Need Extra Storage? Try DNA.
Engineers have successfully been pushing more storage into smaller spaces for decades, but that can't go on forever. The next big jump in data storage could take the form of the DNA inside all organic matter: Scientists in labs across the country are experimenting with synthetic DNA as a storage medium.
"If you look at where electronics is going, silicon technology, a lot of the basic technology that we use to build computers today, we're approaching the limit in almost all of them," says Luis Henrique Ceze, associate professor of computer science and engineering at the University of Washington. "DNA is very dense, it's very durable and it takes very little power to maintain, so there's a lot of advantage of using DNA for data storage."
Ceze has been working with Karin Strauss, a computer architecture researcher with Microsoft Research, on a collaboration between the two institutions -- a project that bridges computer science and biology. For a team of roughly 20 people, the university provides the molecular biologists, and Microsoft provides the computer scientists.
To understand how DNA could be used for storage, consider that all computer data is binary, or base-2. DNA is base-4, composed of adenine, cytosine, guanine and thymine (abbreviated as A, C, G and T). The first step is converting base-2 information to base-4, so A corresponds to 00, C to 01, G to 10 and T to 11 (that simplifies it a bit but gets across the idea).

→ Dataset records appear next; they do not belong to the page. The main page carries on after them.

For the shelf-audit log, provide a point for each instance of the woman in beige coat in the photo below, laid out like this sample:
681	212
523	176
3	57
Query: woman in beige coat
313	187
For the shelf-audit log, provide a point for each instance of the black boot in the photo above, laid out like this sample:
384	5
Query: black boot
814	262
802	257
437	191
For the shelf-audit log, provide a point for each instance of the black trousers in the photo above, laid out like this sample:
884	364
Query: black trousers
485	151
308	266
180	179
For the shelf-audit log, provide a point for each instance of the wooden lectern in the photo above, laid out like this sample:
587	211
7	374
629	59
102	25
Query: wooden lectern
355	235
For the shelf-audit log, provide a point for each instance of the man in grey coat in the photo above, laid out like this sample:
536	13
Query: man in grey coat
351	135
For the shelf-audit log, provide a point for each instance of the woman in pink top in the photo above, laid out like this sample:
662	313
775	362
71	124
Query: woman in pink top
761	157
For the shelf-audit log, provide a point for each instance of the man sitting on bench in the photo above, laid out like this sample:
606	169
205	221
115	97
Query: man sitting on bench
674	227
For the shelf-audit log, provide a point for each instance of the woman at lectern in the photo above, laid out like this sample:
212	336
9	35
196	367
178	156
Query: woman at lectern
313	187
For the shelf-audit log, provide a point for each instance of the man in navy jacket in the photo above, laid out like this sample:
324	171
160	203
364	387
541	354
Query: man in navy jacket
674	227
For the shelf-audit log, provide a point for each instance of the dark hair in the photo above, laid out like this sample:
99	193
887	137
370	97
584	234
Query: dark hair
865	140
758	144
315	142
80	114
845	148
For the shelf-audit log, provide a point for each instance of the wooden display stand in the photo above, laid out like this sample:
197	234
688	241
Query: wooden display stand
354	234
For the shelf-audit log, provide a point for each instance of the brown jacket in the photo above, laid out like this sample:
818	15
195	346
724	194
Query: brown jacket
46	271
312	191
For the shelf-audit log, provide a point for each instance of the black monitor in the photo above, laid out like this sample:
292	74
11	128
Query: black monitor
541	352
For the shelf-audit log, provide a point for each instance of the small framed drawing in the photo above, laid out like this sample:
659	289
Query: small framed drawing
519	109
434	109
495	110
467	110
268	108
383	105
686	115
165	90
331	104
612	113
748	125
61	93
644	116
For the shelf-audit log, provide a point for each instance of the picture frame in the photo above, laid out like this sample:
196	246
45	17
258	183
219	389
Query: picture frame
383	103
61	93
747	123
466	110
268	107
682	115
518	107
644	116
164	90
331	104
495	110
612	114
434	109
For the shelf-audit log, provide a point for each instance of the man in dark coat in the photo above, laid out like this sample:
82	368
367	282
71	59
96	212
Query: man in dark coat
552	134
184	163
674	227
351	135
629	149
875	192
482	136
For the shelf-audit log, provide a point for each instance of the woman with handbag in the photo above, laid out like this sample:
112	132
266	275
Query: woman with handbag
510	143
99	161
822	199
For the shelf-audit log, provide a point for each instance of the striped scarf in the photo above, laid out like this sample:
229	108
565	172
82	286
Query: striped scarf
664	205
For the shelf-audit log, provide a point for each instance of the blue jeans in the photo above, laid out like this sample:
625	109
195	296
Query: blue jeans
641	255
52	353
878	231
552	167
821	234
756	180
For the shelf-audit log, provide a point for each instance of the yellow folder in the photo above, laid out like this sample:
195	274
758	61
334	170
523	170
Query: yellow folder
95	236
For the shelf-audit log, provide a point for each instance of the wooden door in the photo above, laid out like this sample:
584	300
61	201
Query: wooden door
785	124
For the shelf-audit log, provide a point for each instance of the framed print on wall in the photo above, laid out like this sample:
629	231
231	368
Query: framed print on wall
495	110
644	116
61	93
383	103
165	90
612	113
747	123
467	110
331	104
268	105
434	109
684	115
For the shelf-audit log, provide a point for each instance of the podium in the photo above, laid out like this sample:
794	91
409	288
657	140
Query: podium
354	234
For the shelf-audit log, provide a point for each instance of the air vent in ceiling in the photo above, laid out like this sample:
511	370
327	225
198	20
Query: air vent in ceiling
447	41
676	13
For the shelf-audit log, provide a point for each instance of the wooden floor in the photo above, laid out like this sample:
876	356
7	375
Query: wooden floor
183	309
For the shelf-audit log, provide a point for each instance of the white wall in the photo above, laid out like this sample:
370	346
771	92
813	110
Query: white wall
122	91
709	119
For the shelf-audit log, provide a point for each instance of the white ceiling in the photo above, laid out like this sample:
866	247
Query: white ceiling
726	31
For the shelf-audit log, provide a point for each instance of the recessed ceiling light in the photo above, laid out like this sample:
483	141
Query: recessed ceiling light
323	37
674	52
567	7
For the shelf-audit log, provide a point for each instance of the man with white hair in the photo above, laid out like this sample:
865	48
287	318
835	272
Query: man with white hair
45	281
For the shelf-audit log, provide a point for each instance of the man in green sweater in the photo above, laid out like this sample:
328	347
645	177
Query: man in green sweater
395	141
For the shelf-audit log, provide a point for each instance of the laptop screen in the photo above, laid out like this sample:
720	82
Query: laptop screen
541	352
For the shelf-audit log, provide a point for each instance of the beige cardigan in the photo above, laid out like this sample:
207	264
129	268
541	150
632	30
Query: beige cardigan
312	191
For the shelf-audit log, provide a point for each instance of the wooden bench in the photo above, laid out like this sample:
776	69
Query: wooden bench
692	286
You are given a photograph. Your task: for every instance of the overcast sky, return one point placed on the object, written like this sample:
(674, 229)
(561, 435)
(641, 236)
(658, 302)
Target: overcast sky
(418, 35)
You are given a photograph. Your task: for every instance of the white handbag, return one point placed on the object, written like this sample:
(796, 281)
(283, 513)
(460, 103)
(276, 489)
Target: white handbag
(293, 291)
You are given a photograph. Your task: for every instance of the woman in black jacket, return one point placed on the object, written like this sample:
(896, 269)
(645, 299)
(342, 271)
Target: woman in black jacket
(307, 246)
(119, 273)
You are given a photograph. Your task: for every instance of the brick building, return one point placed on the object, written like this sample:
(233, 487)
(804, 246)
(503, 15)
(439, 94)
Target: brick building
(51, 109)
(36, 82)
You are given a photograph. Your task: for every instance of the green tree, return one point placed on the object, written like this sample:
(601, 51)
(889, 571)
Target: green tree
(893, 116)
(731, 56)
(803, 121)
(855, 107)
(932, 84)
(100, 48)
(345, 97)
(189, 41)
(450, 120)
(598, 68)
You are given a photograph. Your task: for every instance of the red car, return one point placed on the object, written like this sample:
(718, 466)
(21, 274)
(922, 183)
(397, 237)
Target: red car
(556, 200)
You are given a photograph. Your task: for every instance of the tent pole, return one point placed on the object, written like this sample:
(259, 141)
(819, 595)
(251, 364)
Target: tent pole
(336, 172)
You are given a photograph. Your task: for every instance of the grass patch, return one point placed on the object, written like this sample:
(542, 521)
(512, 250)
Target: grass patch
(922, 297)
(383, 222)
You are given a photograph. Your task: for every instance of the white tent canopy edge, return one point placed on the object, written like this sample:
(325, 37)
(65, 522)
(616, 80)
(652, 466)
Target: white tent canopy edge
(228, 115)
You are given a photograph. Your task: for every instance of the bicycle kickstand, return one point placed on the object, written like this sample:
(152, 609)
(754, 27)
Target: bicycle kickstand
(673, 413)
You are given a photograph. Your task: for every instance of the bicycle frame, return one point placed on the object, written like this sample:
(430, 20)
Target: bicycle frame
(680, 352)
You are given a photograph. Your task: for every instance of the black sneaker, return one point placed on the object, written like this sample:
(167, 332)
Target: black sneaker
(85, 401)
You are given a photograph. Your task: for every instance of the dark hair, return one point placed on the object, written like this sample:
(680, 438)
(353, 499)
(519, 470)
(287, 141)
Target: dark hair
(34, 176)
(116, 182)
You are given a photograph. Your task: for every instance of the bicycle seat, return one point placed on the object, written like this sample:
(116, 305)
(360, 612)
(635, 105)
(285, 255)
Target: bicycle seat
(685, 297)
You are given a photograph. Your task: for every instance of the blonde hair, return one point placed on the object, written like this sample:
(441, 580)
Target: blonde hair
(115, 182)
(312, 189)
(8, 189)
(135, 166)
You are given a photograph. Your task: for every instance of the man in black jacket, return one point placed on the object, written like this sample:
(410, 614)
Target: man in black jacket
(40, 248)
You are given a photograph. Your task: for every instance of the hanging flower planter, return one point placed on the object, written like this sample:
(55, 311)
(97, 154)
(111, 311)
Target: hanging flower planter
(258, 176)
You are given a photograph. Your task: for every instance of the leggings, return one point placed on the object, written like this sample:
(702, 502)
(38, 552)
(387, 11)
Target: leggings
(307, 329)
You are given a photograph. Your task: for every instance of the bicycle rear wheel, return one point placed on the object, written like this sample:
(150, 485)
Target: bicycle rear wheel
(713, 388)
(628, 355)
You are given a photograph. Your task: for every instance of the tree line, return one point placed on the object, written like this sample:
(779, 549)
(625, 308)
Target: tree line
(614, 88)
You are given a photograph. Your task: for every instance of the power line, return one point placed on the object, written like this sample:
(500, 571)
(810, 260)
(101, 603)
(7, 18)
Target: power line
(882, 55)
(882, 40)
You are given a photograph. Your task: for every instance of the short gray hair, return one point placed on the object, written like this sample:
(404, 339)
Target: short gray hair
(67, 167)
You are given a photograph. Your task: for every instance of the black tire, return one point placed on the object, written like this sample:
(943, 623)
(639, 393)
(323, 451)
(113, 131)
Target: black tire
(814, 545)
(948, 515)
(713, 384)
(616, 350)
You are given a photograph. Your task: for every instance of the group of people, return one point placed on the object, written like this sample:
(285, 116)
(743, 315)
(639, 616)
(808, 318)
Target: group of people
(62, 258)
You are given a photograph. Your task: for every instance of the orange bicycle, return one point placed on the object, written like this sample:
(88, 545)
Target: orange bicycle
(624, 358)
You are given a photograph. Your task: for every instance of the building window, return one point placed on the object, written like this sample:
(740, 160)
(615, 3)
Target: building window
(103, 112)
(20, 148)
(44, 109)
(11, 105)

Then scientists use a machine called a DNA synthesizer to combine the four chemicals in the right order. The result stores the information many times over as a salt-like cluster smaller than the tip of a pencil. Reading that information back requires a DNA sequencer.
While this may sound fragile -- like something that might blow away when a door opens suddenly -- DNA is the strongest data storage medium we've seen. Scientists have successfully read DNA that's hundreds of thousands of years old.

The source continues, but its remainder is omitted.